Oggetti d’arte tra memoria ed oblio: 20 anni dopo la nascita di arte solidale.

“Abbiamo il diritto di chiedere dove vanno a finire le donazioni e il dovere di farlo nei confronti di chi vogliamo aiutare”

Valentina Furlanetto, “L’industria della carità”,
frase in evidenza a pagina 1 del libro, Edizioni chiare lettere, prima edizione gennaio 2013

“ Viceversa l’opera d’arte non ha utenti né consumo; dovrebbe avere veri amatori e intenditori d’arte, così come autentici mercanti, un mondo di favola oggi! … Posso dire che per me l’arte … appartenendo al mondo dello spirito, vive per sé stessa nel tempo. “

Virio Bresciani, sue riflessioni in presentazione della sua personale
“Il drammatico senso della natura in Virio Bresciani” – Corsico (MI), settembre 1990

Le due citazioni qui sopra possono apparire in effetti molto slegate, ma non ritengo lo siano, al contrario, ci sono buone ragioni per accostarle.

Così come si ha il diritto di sapere dove vadano a finire i soldi delle raccolte fondi, credo si abbia la curiosità di sapere dove vadano a finire certe opere d’arte, soprattutto oggi che – agli alti livelli, determinanti per il funzionamento del sistema mercato – il flusso di scambi di opere d’arte visiva è in gran parte sostenuto da speculazioni finanziarie, falsi e da trasferimenti di opere che restano chiuse in cavot di Banche e molto poco accessibili al pubblico.

Inoltre, vale la pena di far mente locale sulle difficoltà di artisti autentici in vita, nel caso che non si trovino, o si trovino troppo spesso contro il sistema mercato dell’arte. La storia poco conosciuta del grande pittore solitario toscano, Virio Bresciani, e quello che e lui stesso scrive alla presentazione di una sua mostra, mi ha convinto ancor di più che è stato giusto e importante esporre alcune sue opere a CONTROCANTO, come parte del pool di opere di arte solidale e a favore di progetto Susan. Purtroppo non sono riuscito a contattare nessuno in Toscana, pare, che l’abbia conosciuto di persona, – lo conobbi quand’ero un ragazzo e certamente il suo modo di dipingere, all’inizio in consapevolmente hanno influenzato molto il mio. Del tutto in generale, queste influenze tra artisti hanno a mio parere notevole interesse, perché nel bene e nel male del fare artistico costituiscono analogie culturali proprie di un modo di essere di intere generazioni e popoli di artisti di storici e di appassionati d’arte.
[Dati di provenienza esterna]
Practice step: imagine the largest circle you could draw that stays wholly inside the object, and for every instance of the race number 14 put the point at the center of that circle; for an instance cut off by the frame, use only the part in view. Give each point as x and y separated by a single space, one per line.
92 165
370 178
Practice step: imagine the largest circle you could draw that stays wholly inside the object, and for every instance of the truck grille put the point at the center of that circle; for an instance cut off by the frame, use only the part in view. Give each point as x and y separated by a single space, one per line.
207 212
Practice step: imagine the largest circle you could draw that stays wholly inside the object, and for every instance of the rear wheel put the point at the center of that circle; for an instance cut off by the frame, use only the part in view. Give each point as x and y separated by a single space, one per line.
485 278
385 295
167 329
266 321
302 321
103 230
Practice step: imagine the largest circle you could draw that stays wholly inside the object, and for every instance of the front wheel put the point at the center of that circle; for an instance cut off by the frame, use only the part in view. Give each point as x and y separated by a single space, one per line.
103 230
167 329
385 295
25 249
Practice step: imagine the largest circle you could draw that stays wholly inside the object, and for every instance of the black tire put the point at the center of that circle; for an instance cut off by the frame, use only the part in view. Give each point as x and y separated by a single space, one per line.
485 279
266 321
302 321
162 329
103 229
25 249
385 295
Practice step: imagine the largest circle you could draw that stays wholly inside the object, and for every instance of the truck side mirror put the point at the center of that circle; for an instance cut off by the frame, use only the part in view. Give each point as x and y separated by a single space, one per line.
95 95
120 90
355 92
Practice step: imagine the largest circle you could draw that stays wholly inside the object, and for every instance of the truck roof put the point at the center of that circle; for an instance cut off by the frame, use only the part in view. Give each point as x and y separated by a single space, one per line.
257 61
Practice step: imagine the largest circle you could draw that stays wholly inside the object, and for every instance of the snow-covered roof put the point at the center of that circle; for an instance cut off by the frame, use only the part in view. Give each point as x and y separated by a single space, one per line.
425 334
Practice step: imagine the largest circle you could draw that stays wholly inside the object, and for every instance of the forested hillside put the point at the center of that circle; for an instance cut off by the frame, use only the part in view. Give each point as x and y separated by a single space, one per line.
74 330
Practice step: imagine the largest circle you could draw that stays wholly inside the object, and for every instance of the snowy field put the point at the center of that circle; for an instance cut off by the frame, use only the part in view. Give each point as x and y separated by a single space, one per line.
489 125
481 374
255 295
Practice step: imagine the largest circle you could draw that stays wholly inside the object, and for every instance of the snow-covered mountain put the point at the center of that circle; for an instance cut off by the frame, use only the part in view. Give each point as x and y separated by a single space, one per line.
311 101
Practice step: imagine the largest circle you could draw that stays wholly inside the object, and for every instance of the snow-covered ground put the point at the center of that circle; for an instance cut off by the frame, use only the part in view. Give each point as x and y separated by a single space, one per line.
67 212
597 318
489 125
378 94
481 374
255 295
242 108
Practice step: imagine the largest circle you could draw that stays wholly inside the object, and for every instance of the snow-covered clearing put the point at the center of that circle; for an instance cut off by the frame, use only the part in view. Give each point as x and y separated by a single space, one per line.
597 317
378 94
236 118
Le opere di fatto dialogano fra loro nel tempo, e più che di progresso in arte è (si confronti Ernst Gombrich, e Avigdor Arikha, al riguardo) è giusto parlare di cicli, corsi e ricorsi (il concetto di ciclicità della cultura risale a GianBattista Vico). Pertanto, faccio qualche riflessione in tema.

1) Credo che si debba accettare il fatto che buone iniziative e buone realizzazioni di solidarietà e buone, anche eccezionali opere d’arte, restino a volte nascoste e sconosciute, anche a lungo.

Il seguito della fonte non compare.